Based on my efforts so far, it seems to me that incorporating ethics into the curriculum revolves around two key issues: 1) How language enacts different versions of reality, and 2) Ethical decisions in document creation and design. Issue #1 addresses the long-held belief by members of the scientific community (and many technical writing pedagogues) that language merely needs to be clear, so that it objectively describes what exists in the real world. This is known as the “windowpane” theory of language, and it quickly becomes problematic when issues of science and technology interact with sociopolitical reality. For example, Dr. Lewis described the Nazi memo that some of you read in the History of Technical Writing course last year (see next image). The author, a German bureaucrat named Just, writes his superiors with recommendations about improving the efficiency of the trains that brought millions of victims to the death camps. Far from being merely neutral, his language reflects and makes possible the dehumanizing attitude that was prevalent toward Jews and other victims of the Nazi regime. Their humanity is entirely absent from the memo, which refers to them merely as pieces or load. For example: when the doors are shut, the load always presses against them. Elsewhere they are rendered invisible by the use of nominalization:
Because of the alarming nature of darkness, screaming always occurs when the doors are closed.

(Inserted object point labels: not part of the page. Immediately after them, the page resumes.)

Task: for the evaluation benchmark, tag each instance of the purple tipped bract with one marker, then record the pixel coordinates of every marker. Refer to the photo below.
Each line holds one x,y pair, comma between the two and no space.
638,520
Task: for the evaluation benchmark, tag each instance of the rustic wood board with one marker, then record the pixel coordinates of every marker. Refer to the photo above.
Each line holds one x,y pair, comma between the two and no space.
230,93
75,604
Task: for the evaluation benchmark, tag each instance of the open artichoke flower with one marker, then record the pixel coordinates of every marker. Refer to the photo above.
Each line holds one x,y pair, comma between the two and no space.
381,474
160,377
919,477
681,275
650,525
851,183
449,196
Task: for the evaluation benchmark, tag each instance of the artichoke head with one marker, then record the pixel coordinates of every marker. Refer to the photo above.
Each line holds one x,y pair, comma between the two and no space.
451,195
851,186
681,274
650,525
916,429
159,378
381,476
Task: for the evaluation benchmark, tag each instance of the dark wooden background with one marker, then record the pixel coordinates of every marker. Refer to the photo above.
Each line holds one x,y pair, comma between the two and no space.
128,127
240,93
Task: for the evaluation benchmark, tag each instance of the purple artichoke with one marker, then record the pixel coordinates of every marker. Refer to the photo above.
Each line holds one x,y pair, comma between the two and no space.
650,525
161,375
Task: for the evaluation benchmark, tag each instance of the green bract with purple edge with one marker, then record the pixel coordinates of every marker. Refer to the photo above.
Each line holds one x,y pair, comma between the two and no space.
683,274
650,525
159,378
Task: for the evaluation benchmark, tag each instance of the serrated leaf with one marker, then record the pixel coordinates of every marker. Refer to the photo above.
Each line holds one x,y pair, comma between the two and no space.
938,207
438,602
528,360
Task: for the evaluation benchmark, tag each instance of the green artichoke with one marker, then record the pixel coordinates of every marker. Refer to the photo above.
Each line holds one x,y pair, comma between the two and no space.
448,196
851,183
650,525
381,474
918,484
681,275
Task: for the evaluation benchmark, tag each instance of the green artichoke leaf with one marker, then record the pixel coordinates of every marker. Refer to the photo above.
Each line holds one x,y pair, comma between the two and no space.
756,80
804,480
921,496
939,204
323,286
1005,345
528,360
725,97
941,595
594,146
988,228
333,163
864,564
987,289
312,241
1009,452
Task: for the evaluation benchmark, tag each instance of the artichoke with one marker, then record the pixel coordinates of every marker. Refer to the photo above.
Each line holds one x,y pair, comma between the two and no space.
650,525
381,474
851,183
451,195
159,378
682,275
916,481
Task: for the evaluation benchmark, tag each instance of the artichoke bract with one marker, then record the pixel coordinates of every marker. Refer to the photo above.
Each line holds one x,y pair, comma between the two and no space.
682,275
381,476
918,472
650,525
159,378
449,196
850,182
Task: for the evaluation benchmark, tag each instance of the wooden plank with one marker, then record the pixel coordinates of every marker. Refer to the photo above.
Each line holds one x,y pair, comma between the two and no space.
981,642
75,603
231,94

The point is that although some topics addressed by technology are entirely objective, such as the width of a connecting O-ring in an assembly, others are culturally defined. And if we ignore how we as a society create these definitions, by focusing purely on the technical aspects of a problem we risk ignoring its real human consequences. I think this is at least part of the purpose of showing students the Just memo, although those of you from last year’s History course are more familiar with it, so feel free to correct me if I’m getting that wrong.
The second issue concerns ethical decision making. Many of the textbooks that address ethics focus on case studies in which engineers made important ethical choices that had life-and-death consequences. For example, before the Three Mile Island nuclear disaster (1979), another plant run by the same company had difficulty with the reactor core. The head engineer at the plant reported the design flaw to management, but did not want to emphasize the magnitude of the problem, presumably for reasons of political expediency. As a result, he buried that information in the middle of his final report, a section many readers typically skip over. He did not take additional steps to emphasize the potential consequences of the problem, which would have made harder for management to ignore the problem.
In contrast, before the Space Shuttle Challenger explosion (1986), engineers at Morton Thiokol took a firm ethical stand against pressure from management over a design flaw involving simple rubber O-rings. Though supervisors pushed them to underplay the potential dangers for fear of postponing a launch that had already been delayed, in part because Thiokol was negotiating a $1 billion contract with NASA. But in the memo below, dated seven months before the explosion, the engineer assigned to investigate the flaw refuses to gloss over the seriousness of the problem.
The result would be a catastrophe of the highest order- loss of human life…
There’s much more to the concept of integrating ethics, but those are some of the key points. Another topic worth exploring in the context of employing a social epistemic approach is the service-learning approach. I’ll talk about that in a few weeks during my paper presentation.